Foi buscar logo os mais experientes. Convencionou-se falar em “Centrão”, mas é bom dar nomes aos bois. Hoje, quem faz a cabeça do presidente em primeiro lugar não são os militares, alquebrados pela forma como as Forças Armadas foram desgastadas pelo delírio golpista do presidente, nem Paulo Guedes, cuja agenda liberal foi solapada pela crise da pandemia e pelo populismo que o chefe vai adotando sem cerimônia, nem os malucos ideológicos, dos quais o “capitão” parece que vai se cansando.
O conselheiro-geral da República se chama Gilberto Kassab, preside o PSD, avalizou dois ministros em um mês, ajudou a calar a matraca presidencial e – milagre dos milagres – ainda escapa incólume da artilharia dos filhos e dos fanáticos da internet.
Surpreendente, mas não para o personagem em questão. Kassab foi vice de José Serra na chapa para a Prefeitura de São Paulo em 2004 e virou prefeito quando o tucano foi disputar o governo, dois anos depois. Contra todas as apostas, foi reeleito em 2008, derrotando a ex-prefeita Marta Suplicy e o ex-governador Geraldo Alckmin, cuja teimosia em disputar o cargo rachou a aliança PSDB-DEM.
Dessa fissura começou a ser gestado o plano de Kassab de ter o próprio partido, ao qual dedicou seu segundo mandato.
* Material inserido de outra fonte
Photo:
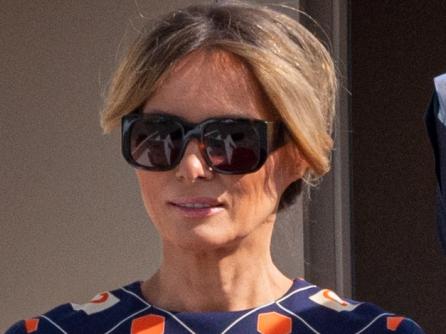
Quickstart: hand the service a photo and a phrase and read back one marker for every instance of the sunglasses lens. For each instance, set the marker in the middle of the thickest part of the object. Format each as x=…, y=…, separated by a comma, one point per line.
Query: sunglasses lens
x=232, y=146
x=156, y=143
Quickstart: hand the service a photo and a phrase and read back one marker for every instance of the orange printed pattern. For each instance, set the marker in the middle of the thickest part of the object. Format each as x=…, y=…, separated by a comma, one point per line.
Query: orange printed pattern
x=274, y=323
x=101, y=298
x=393, y=323
x=31, y=325
x=149, y=324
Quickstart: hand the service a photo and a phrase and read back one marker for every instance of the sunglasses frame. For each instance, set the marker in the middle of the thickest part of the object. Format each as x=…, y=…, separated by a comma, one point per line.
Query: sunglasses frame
x=270, y=135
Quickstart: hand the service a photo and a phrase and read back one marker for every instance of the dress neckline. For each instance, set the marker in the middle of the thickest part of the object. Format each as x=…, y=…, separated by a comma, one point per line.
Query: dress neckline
x=296, y=283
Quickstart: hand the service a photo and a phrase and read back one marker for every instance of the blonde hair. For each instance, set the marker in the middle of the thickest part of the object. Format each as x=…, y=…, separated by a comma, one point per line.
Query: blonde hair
x=293, y=67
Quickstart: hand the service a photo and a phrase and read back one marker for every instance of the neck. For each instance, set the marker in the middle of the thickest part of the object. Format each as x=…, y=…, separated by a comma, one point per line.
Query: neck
x=237, y=277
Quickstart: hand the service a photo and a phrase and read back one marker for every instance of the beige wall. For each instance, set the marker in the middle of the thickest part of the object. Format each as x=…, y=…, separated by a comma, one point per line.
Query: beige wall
x=72, y=222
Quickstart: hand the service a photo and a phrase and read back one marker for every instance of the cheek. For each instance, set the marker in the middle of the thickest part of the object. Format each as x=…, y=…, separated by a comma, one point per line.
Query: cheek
x=255, y=193
x=151, y=185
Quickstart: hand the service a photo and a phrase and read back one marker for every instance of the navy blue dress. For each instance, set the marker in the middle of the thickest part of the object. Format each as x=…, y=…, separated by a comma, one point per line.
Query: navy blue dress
x=303, y=309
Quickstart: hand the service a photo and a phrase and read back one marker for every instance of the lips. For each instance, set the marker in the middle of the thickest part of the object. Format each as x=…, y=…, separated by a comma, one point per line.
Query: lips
x=197, y=207
x=196, y=202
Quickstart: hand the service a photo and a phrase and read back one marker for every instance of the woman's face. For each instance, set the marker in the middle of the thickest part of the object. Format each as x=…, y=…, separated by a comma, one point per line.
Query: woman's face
x=192, y=207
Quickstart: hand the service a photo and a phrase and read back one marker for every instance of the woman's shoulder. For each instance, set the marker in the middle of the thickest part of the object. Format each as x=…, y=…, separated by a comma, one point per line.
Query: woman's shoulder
x=325, y=312
x=305, y=308
x=94, y=316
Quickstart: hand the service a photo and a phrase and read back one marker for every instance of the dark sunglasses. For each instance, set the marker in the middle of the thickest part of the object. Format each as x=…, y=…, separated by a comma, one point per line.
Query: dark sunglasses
x=156, y=142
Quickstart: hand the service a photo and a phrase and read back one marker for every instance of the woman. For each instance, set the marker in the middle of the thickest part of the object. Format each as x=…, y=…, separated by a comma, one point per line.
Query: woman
x=225, y=110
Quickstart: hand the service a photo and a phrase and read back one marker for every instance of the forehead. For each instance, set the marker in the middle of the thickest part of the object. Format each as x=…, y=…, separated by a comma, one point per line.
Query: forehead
x=210, y=83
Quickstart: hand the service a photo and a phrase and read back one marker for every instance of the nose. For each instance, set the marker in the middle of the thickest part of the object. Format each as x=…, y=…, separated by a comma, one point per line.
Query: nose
x=192, y=166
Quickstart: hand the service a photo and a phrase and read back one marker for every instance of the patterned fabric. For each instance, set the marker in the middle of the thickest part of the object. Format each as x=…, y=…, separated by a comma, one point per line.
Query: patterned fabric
x=435, y=119
x=305, y=308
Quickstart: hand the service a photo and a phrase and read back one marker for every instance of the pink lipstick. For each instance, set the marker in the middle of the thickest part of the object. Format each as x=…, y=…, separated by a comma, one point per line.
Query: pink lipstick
x=197, y=207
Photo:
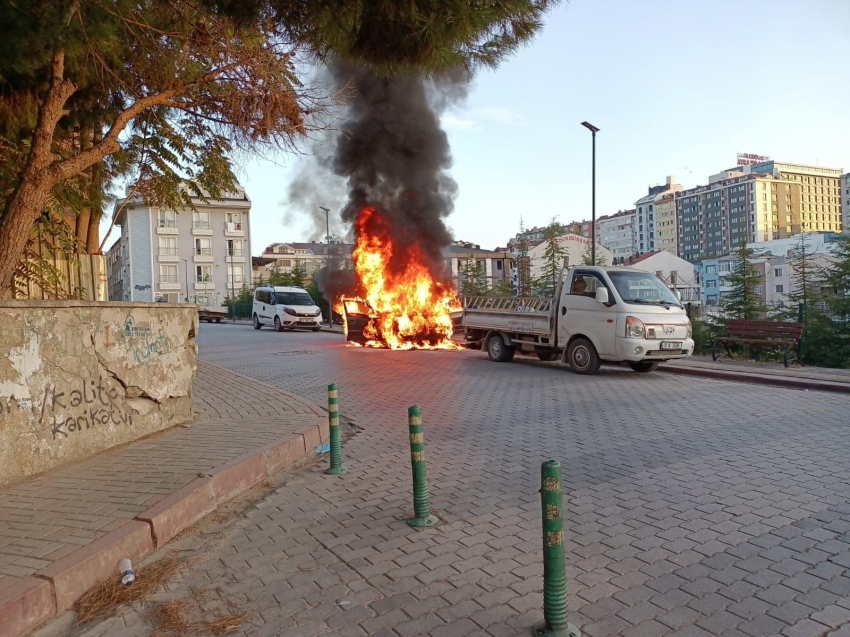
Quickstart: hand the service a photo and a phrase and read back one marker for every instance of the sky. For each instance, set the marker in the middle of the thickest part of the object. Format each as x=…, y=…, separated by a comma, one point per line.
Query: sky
x=676, y=87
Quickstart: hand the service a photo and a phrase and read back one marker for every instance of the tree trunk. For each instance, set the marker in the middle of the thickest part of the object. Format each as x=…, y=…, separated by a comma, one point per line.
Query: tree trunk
x=23, y=209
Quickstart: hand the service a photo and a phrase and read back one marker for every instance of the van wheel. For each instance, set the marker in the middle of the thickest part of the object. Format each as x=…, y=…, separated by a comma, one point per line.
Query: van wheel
x=546, y=354
x=498, y=351
x=582, y=357
x=643, y=367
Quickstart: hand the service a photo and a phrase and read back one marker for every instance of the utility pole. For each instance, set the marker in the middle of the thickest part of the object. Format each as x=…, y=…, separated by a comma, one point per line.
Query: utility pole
x=593, y=130
x=328, y=260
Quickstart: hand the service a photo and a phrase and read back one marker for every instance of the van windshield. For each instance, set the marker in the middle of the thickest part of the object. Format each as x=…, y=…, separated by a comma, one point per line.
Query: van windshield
x=641, y=287
x=293, y=298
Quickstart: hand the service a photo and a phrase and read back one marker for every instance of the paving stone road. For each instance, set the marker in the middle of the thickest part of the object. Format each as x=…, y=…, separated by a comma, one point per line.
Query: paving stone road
x=695, y=507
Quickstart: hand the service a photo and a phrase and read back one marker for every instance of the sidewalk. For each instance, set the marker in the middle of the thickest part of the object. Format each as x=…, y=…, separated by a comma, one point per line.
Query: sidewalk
x=65, y=531
x=814, y=378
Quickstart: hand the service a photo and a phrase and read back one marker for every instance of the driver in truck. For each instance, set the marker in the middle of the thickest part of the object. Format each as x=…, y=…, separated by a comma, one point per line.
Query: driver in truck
x=579, y=287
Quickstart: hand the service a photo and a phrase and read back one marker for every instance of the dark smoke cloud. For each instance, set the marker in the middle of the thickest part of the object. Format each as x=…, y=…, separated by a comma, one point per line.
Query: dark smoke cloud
x=389, y=153
x=395, y=156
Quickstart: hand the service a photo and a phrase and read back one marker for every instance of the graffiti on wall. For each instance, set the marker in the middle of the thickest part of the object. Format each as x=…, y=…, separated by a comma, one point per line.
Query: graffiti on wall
x=142, y=345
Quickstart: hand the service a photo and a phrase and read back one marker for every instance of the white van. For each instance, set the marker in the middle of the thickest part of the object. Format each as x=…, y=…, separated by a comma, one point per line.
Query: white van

Se em 2010 ainda manteve a aliança com Serra, passou os quatro anos do primeiro mandato de Dilma Rousseff num processo de aproximação com o PT que lhe rendeu o Ministério das Cidades no segundo mandato da petista.
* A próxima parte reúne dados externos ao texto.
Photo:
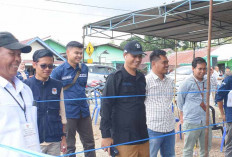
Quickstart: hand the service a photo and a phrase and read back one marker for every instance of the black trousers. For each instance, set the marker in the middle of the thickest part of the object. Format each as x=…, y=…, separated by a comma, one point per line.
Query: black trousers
x=84, y=128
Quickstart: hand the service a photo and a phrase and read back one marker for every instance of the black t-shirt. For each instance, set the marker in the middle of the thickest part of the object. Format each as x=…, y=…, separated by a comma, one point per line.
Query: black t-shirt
x=124, y=118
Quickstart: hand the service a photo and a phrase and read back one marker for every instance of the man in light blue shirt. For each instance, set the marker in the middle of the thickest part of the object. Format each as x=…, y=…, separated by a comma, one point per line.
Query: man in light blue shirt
x=191, y=102
x=77, y=111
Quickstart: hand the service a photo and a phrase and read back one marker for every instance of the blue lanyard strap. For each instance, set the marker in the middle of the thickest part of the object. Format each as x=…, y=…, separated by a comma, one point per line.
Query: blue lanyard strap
x=24, y=107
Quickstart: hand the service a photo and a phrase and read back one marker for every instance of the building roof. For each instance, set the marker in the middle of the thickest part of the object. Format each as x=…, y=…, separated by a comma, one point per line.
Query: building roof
x=186, y=57
x=41, y=42
x=223, y=52
x=146, y=58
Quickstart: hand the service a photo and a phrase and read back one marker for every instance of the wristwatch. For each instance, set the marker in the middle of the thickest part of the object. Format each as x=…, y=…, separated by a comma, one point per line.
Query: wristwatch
x=64, y=134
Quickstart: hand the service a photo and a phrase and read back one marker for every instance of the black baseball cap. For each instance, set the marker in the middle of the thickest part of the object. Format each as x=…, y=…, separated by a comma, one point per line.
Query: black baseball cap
x=133, y=47
x=41, y=53
x=74, y=44
x=7, y=40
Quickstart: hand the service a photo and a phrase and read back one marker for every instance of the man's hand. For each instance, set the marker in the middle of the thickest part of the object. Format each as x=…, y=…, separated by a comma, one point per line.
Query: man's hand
x=107, y=142
x=63, y=145
x=223, y=117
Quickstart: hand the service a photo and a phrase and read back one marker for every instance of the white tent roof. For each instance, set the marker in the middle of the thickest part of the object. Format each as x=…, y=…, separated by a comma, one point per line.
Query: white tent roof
x=224, y=52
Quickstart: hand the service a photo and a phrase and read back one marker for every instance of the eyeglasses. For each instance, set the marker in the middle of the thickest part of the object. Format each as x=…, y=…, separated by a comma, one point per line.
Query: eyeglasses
x=45, y=66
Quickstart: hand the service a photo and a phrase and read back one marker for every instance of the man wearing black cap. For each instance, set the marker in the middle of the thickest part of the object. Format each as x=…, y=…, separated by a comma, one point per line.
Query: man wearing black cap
x=124, y=119
x=18, y=116
x=73, y=75
x=51, y=115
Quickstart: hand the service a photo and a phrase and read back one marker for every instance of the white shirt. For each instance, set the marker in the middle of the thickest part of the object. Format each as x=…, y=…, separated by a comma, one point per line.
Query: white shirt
x=160, y=116
x=12, y=117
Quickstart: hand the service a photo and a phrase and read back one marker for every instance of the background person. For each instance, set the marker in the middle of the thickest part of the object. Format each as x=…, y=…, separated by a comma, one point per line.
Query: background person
x=192, y=107
x=51, y=115
x=22, y=74
x=124, y=119
x=77, y=111
x=18, y=126
x=224, y=95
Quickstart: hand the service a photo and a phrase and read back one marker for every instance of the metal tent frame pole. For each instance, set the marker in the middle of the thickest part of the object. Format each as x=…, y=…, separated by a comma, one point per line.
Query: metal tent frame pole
x=208, y=79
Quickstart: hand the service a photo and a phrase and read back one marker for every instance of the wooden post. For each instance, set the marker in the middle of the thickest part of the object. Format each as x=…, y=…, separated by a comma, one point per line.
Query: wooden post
x=208, y=78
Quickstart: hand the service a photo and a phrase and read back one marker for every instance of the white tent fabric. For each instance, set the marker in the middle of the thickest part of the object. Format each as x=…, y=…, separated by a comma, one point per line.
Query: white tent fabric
x=224, y=52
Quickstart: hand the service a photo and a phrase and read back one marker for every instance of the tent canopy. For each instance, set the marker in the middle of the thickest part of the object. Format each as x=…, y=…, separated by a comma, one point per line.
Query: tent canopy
x=185, y=20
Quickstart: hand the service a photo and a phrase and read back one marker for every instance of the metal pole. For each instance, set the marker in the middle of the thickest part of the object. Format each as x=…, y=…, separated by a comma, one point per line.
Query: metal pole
x=83, y=42
x=208, y=78
x=175, y=72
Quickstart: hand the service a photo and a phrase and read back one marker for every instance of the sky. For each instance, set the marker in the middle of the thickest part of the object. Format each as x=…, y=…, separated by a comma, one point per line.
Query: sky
x=63, y=19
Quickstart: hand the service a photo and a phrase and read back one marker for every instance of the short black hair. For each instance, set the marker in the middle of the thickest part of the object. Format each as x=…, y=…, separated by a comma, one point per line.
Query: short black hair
x=215, y=66
x=74, y=44
x=42, y=53
x=197, y=60
x=155, y=55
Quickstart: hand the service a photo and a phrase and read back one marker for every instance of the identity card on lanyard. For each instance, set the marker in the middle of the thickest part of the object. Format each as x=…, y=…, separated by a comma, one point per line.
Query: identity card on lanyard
x=28, y=130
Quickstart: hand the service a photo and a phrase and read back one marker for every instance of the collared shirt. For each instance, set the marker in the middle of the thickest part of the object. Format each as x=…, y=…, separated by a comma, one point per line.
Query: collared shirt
x=222, y=94
x=124, y=118
x=66, y=74
x=217, y=75
x=189, y=100
x=160, y=116
x=13, y=118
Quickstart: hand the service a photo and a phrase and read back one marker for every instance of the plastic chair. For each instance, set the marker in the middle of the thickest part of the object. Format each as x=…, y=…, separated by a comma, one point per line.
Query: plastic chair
x=216, y=127
x=97, y=95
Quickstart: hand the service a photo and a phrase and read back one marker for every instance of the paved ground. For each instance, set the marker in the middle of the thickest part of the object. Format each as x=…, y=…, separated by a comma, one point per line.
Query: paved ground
x=215, y=151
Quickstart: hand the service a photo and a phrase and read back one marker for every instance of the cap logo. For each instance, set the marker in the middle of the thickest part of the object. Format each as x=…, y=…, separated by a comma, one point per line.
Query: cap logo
x=54, y=91
x=137, y=45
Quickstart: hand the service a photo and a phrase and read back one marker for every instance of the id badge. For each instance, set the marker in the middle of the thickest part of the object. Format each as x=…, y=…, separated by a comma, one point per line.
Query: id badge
x=29, y=135
x=229, y=99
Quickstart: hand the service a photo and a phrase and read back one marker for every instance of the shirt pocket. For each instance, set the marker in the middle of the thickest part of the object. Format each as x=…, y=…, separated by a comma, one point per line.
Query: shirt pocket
x=66, y=82
x=82, y=81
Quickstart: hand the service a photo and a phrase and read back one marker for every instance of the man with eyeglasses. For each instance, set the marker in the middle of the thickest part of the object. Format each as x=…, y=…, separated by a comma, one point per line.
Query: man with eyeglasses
x=51, y=117
x=18, y=127
x=123, y=119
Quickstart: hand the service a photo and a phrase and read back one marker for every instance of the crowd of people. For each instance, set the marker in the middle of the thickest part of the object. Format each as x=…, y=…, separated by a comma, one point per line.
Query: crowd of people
x=140, y=108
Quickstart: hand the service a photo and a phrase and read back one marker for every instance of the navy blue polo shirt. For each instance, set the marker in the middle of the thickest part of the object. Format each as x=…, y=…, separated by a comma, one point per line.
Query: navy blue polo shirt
x=66, y=73
x=223, y=95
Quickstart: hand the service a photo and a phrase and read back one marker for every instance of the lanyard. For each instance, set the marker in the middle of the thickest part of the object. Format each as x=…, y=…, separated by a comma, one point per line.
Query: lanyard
x=24, y=107
x=202, y=94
Dali saiu em 15 de abril de 2016, exatos dois dias antes de o impeachment ser aberto na Câmara. Um mês depois, assumia o Ministério de Ciência e Tecnologia de Michel Temer, a mais rápida metamorfose política até para a exótica política brasileira.
Em 2018, se aliou ao antes arqui-inimigo Alckmin e se aproximou de João Doria, de quem recebeu logo na transição a Casa Civil, pela lealdade. Virou alvo de inquérito na Lava Jato e a nomeação foi “congelada”, em outra peripécia desse personagem sui generis na política nacional: está há 550 dias licenciado sem vencimentos de uma pasta que nunca ocupou! Isso no governo do maior adversário atual do novo “brother”, o presidente Bolsonaro.
Graças a Kassab, Bolsonaro nomeou Fábio Faria para as Comunicações, neutralizando as bobagens que o voluntarioso Fábio Wajngarten vinha fazendo. Faria já começou um trabalho silencioso de aproximação com os veículos de mídia que o presidente se esmerou em ter como inimigos. Também foi do novo ministro o conselho para que o presidente diminuísse suas declarações, que quase sempre produziam uma nova crise para si mesmo em meio à maior pandemia do século.
Percebendo o efeito concreto da aproximação com o Centrão em geral e com Kassab em particular, Bolsonaro acelera no caminho que, a seu ver, pode evitar sua única preocupação como presidente: a de perder o mandato.
A escolha de Renato Feder vai nessa linha, e os olavistas fazem piti para tentar derrubá-lo antes de assumir. Se Bolsonaro ceder ao lobby da ala histérica e começar a rifar o Centrão pragmático, voltará a correr riscos. Esse pessoal, Kassab à frente, não esquenta lugar em governo condenado a cair e sente o gosto de sangue na água.